Timing stats of live migration of a small container with 11 tasks is
- Total time ~3.5 seconds
- Frozen time ~3.0 seconds
- Pre-dump stages ~0.5 seconds each
- Restore time ~1.9 seconds
- Images transfer time ~0.3 seconds
Below is the list of issues found
Surprisingly, but the mem-drain time is not the biggest. It's "only" ~0.02 seconds. There are places in code that take longer.
parse_smaps
[edit]
Time spent in this routine is up to 0.2 seconds on dump. This one exploits /proc heavily. For a container with 11 tasks the syscall stats look like
834 read
1451 fstat
1462 close
1642 openat
while opens and stats happen on
193 openat(4, "map-symlink", O_RDONLY) = -1 ENOENT (No such file or directory)

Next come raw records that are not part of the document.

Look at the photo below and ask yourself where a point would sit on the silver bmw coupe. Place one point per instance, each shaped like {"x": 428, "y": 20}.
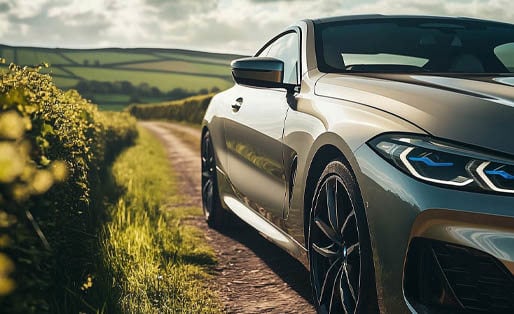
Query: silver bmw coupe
{"x": 379, "y": 151}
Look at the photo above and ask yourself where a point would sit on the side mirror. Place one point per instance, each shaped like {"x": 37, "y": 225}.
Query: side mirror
{"x": 259, "y": 72}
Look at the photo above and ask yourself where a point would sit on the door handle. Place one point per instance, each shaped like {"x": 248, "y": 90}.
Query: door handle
{"x": 237, "y": 104}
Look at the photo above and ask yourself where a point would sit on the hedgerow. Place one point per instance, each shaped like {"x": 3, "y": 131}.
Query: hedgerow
{"x": 190, "y": 109}
{"x": 55, "y": 147}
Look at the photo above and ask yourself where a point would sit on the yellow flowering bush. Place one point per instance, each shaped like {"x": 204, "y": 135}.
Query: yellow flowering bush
{"x": 55, "y": 148}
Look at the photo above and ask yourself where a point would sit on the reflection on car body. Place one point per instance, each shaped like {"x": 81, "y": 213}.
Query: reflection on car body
{"x": 376, "y": 150}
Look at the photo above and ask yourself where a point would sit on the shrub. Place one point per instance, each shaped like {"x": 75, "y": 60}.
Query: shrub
{"x": 190, "y": 109}
{"x": 54, "y": 148}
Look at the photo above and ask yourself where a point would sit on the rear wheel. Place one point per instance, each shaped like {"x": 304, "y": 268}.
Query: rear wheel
{"x": 342, "y": 275}
{"x": 214, "y": 213}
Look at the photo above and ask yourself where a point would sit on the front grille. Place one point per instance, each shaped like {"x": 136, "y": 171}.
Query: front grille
{"x": 478, "y": 280}
{"x": 461, "y": 278}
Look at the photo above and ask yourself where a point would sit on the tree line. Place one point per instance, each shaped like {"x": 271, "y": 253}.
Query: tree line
{"x": 93, "y": 87}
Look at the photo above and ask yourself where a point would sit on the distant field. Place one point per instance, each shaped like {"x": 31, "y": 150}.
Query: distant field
{"x": 162, "y": 69}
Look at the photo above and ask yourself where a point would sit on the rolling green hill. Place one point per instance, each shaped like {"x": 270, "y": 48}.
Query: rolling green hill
{"x": 115, "y": 77}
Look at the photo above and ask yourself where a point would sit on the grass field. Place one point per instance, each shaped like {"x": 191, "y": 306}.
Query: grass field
{"x": 165, "y": 69}
{"x": 155, "y": 262}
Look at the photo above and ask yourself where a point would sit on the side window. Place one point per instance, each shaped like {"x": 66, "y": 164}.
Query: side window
{"x": 505, "y": 53}
{"x": 287, "y": 49}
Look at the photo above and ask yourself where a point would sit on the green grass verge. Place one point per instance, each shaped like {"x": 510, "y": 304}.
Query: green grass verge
{"x": 157, "y": 263}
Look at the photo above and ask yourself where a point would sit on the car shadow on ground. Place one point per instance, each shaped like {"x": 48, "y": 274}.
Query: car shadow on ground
{"x": 284, "y": 265}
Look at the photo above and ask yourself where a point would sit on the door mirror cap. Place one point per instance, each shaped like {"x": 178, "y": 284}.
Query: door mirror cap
{"x": 259, "y": 72}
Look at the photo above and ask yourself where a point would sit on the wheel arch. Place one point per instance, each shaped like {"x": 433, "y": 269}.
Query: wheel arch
{"x": 322, "y": 155}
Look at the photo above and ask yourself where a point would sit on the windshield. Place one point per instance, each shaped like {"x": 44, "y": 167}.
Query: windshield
{"x": 405, "y": 45}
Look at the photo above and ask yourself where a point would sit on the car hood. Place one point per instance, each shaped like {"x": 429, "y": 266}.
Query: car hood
{"x": 473, "y": 110}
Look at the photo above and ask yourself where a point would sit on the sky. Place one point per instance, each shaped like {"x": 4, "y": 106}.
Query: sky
{"x": 235, "y": 26}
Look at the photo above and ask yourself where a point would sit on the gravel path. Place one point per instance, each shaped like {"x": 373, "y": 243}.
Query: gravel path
{"x": 252, "y": 275}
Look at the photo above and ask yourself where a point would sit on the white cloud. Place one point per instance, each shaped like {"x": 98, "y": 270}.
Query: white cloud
{"x": 221, "y": 25}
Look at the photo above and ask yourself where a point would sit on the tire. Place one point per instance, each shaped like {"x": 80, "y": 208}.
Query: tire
{"x": 342, "y": 273}
{"x": 214, "y": 214}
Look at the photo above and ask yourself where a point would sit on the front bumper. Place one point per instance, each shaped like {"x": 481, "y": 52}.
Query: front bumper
{"x": 400, "y": 210}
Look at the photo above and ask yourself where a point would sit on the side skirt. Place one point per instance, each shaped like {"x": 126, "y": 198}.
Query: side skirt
{"x": 268, "y": 230}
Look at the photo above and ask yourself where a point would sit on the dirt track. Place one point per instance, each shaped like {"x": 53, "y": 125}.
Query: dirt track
{"x": 252, "y": 275}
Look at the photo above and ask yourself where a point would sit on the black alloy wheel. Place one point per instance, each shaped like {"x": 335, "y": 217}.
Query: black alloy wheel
{"x": 214, "y": 214}
{"x": 339, "y": 248}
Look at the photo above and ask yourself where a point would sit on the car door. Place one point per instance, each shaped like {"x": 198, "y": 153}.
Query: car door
{"x": 254, "y": 133}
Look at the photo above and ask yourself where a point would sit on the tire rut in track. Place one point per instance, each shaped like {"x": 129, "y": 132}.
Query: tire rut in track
{"x": 252, "y": 275}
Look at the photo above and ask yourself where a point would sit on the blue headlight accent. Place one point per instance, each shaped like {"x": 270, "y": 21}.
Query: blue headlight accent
{"x": 501, "y": 173}
{"x": 429, "y": 162}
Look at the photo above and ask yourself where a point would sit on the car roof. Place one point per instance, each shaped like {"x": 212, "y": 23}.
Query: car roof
{"x": 364, "y": 17}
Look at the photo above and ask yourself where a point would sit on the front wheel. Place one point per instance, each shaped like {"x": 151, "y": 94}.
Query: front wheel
{"x": 214, "y": 213}
{"x": 342, "y": 274}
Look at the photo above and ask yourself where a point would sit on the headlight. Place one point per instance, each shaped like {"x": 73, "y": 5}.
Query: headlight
{"x": 446, "y": 164}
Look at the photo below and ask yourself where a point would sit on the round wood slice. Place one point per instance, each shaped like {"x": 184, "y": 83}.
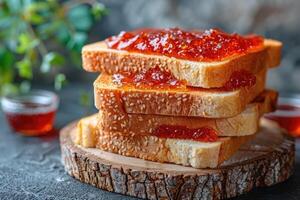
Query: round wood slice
{"x": 267, "y": 160}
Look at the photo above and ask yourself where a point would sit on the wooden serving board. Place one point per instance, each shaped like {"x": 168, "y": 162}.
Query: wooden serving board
{"x": 267, "y": 160}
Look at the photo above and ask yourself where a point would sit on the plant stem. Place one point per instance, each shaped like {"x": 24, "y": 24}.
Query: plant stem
{"x": 69, "y": 4}
{"x": 41, "y": 46}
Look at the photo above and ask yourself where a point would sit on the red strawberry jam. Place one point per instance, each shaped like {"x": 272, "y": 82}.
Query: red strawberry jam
{"x": 208, "y": 45}
{"x": 203, "y": 134}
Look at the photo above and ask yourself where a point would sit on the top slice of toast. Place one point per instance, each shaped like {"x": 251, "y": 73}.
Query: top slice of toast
{"x": 98, "y": 57}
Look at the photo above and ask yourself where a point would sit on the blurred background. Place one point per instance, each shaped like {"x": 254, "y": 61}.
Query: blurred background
{"x": 40, "y": 41}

1438 openat(4, "map-symlink", O_RDONLY) = 5
11 openat(AT_FDCWD, "/proc/$pid/map_files", O_RDONLY|O_NONBLOCK|O_DIRECTORY|O_CLOEXEC) = 4
Restore[edit]
Fork vs VMA restore[edit]
We restore task's mappings before it goes forking to handle COW. This effectively serializes forking.
Restoring VMAs[edit]
There are 4 stages in VMA restore. Relative times of each are below
- Reading images 1%
- Mapping huge premap area << 1%
- (Re-)mapping sub-areas 73%
- Filling area with data 26%
The 3rd stage has two parts. With timings:
- Opening filemap fd 85%
- Maping vma 15%
Opening files for mappings[edit]
The get_filemap_fd()
opens new fd every time. If a file is mapped several
times (e.g. -- a library) we can share one fd for that.
Staging[edit]
When restoring a single task CRIU uses stages of restoring which slows things down. Need either special-care the single task restore, or introduce fine-grained locking for such things.